Los diferentes representantes de América Latina que acudieron estos días a Londres coincidieron en subrayar la necesidad de mejorar las conexiones aéreas, un elemento clave para facilitar el paso de un país a otro y las visitas intrarregionales dentro de un mismo Estado.
Londres, Inglaterra.- La tendencia al multidestino está de moda, tal y como ha quedado demostrado estos días en el World Travel Market (WTM) de Londres, y representa ya una oportunidad de negocio que América Latina puede ver pasar de largo por su política de visados.

El debate se encuentra encima de la mesa y países como Argentina, Brasil, Cuba, Ecuador y Venezuela han reconocido públicamente que existe la necesidad de definir una política regional conjunta en el sector turístico.

El problema para atraer al turista interesado en el multidestino radica en la exigencia de la inmensa mayoría de los países de que el visitante saque un visado diferente para cada uno de ellos, lo que hace más difícil -y menos atractiva- esta opción que en el caso de viajar a Europa, por ejemplo, donde existe libre circulación de personas.

La adopción de medidas que faciliten la llegada de turistas a varios países de América Latina con una sola visa "es una prioridad", reconoció en declaraciones a Efe la presidenta de la Empresa Brasileña de Promoción del Turismo (Embratur), Jeanine Pires, quien subrayó que ya existe "una agenda" que marca cómo ir avanzando hacia una mayor integración.

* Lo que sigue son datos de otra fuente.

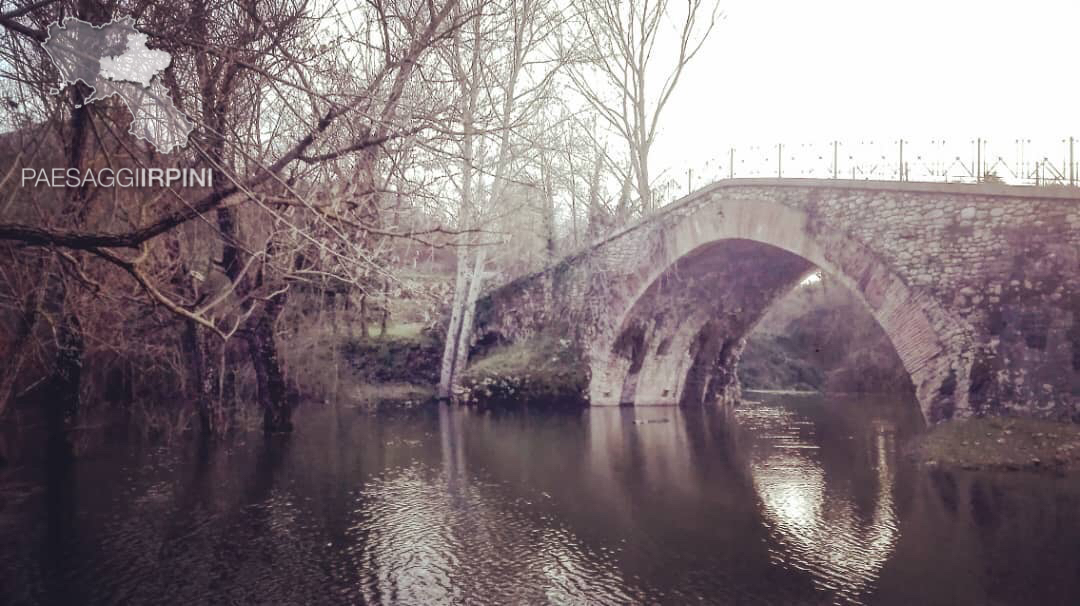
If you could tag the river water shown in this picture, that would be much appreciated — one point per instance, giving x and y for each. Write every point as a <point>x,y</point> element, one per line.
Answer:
<point>783,500</point>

En esa misma dirección apuntó el asesor del Ministerio de Turismo uruguayo Benjamín Liberoff, quien insistió en la necesidad "de construir un vínculo regional a medio plazo", aunque admitió la dificultad del proceso.

El secretario de Turismo de Argentina, Enrique Meyer, también reconoció la importancia que puede suponer para la región conseguir la visa única y se mostró convencido de que "se acabará consiguiendo en unos años".

"¿Cuánto tardó Europa en unirse? ¿Veinte, treinta años?", recordó Meyer para destacar que este tipo de alianzas entre diferentes naciones llevan su tiempo.

Muestra de la disparidad entre unos y otros en esta materia es que cada país toma sus propias medidas, con ejemplos como el de Ecuador, que directamente ha suprimido la visa para turistas, o el de Venezuela, que ha tomado la misma decisión, pero sólo para el visitante europeo.

Un ejemplo a seguir podría ser el llamado "CA4", un acuerdo firmado por Nicaragua, Honduras, Guatemala y El Salvador por el que se permite al visitante la libre circulación entre todos ellos como si fueran un único país.

"Para nosotros ya no es un problema lo del multidestino. Creemos que el CA4 es un ejemplo en ese sentido y ojalá que acabe extendiéndose a toda Centroamérica", explicó a Efe el director de promoción y mercado del Instituto Nicaragüense de Turismo (Intur), Julio Videa.

Uno de los ausentes en este pacto centroamericano es Costa Rica, quien presentó un expositor independiente en la WTM.

"Es verdad que el multidestino es una tendencia, pero más en el turista europeo que en el asiático, ya que este último suele tener una estancia media inferior", admitió María Amelia Revelo, del Instituto Costarricense de Turismo, quien, sin embargo, no se pronunció sobre la ausencia en el CA4 de su país al tratarse "de un tema más político" que turístico.

Los diferentes representantes de América Latina que acudieron estos días a Londres coincidieron en subrayar la necesidad de mejorar las conexiones aéreas, un elemento clave para facilitar el paso de un país a otro y las visitas intrarregionales dentro de un mismo Estado.

Precisamente el martes se presentó en la capital británica la nueva terminal del aeropuerto de Carrasco, a las afueras de Montevideo, una infraestructura que se espera que sea clave tanto para este país como para los de su entorno y que ha supuesto una inversión de 165 millones de dólares (unos 110 millones de euros).

Latinoamérica ha contado con cerca de dos centenares de expositores en la WTM, una de las ferias del sector más importantes del año -junto con Berlín y Madrid- en donde ha promocionado su imagen ante tour-operadores de todo el mundo.

En esta estrategia de promoción no ha faltado cierta dosis de folclore, y por la zona de América Latina se han podido ver espectáculos musicales brasileños, indígenas ecuatorianos vestidos con trajes tradicionales o los típicos mariachis mexicanos.

A la cita han faltado Paraguay y Colombia, una ausencia la de este último país que ha sorprendido a algunos miembros del sector, y que, según el director de Proexport en Londres, Juan Guillermo Pérez, se debió a una cuestión de estrategia y de recursos: "O se va a la feria o se hace campaña directa con los operadores, se preparan viajes para la prensa, se invierte en publicidad...".

"El turismo internacional es algo muy nuevo para nosotros, pero espero que el año que viene ya estemos presentes en la WTM", añadió.